\name{dglars}
\alias{dglars}
\alias{dglars.fit}
\title{dgLARS solution curve for GLM}
\description{
\code{dglars} function is used to estimate the solution curve implicitly defined by the dgLARS method for logistic and Poisson regression model.
}
\usage{
dglars(formula, family = c("binomial", "poisson"), data, 
subset, contrast = NULL, control = list())

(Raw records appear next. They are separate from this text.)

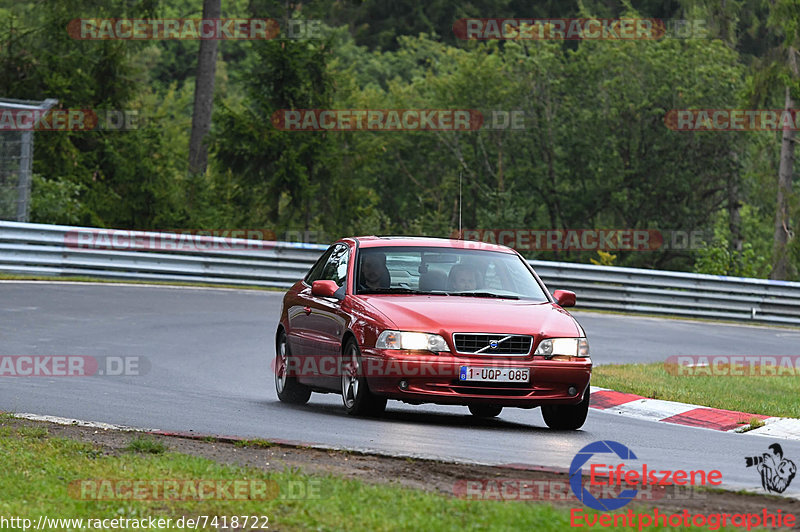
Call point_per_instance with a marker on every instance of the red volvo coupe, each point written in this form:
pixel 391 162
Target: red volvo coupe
pixel 428 320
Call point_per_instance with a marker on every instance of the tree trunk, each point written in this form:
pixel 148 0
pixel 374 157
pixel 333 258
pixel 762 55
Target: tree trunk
pixel 203 94
pixel 779 267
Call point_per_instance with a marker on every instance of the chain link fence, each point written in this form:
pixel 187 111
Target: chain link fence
pixel 16 159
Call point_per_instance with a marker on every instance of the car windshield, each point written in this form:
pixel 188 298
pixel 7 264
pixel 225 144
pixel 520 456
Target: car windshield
pixel 445 272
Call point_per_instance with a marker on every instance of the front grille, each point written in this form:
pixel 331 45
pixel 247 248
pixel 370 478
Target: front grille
pixel 480 344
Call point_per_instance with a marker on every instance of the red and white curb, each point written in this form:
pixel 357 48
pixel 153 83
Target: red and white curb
pixel 636 406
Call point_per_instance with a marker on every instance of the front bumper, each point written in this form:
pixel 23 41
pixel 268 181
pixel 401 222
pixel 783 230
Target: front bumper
pixel 435 379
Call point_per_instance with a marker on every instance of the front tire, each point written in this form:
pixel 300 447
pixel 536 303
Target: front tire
pixel 356 397
pixel 567 417
pixel 289 390
pixel 485 410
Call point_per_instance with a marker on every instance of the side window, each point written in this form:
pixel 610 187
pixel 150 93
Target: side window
pixel 315 273
pixel 336 266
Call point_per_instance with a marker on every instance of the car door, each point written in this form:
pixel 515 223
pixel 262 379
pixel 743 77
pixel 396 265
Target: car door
pixel 324 323
pixel 298 311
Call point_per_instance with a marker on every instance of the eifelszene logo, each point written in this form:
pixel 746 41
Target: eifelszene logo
pixel 776 471
pixel 617 474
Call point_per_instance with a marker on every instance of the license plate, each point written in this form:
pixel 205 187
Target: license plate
pixel 484 374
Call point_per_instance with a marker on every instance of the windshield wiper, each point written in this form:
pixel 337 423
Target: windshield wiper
pixel 396 290
pixel 484 294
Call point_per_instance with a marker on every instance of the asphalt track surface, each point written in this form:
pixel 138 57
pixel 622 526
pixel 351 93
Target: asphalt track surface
pixel 209 353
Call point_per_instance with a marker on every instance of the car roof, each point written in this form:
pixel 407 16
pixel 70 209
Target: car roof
pixel 373 241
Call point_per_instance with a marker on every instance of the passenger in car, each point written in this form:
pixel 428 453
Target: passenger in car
pixel 374 273
pixel 463 277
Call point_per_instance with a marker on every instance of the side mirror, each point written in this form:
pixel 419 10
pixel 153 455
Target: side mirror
pixel 565 298
pixel 326 289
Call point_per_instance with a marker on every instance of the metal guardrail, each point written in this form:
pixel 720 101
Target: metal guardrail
pixel 54 250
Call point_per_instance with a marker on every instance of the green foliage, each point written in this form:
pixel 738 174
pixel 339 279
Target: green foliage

dglars.fit(X, y, family = c("binomial", "poisson"), 
control = list())
}
\arguments{
  \item{formula}{an object of class "formula": a symbolic description of the model to be fitted.}
  \item{family}{a description of the error distribution used in the model (see below for more details).}
  \item{data}{an optional data frame, list or environment (or object coercible by 'as.data.frame' to a data frame) containing the variables in the model.  If not found in 'data', the
  variables are taken from 'environment(formula)'.}
  \item{subset}{an optional vector specifying a subset of observations to be used in the fitting process.}
  \item{contrast}{an optional list. See the 'contrasts.arg' of 'model.matrix.default'.}
  \item{control}{a list of control parameters. See 'Details'.}
  \item{X}{design matrix of dimension \eqn{n\times p}.}
  \item{y}{response vector.}
 }
\details{
\code{dglars} function implements the differential geometric generalization of the least angle regression method (Efron et al., 2004) proposed
in Augugliaro et al. (2013). Actual version of the package can be used to estimate the solution curve for a logistic regression model 
(\code{family = "binomial"}) and for a Poisson regression model (\code{family = "poisson"}).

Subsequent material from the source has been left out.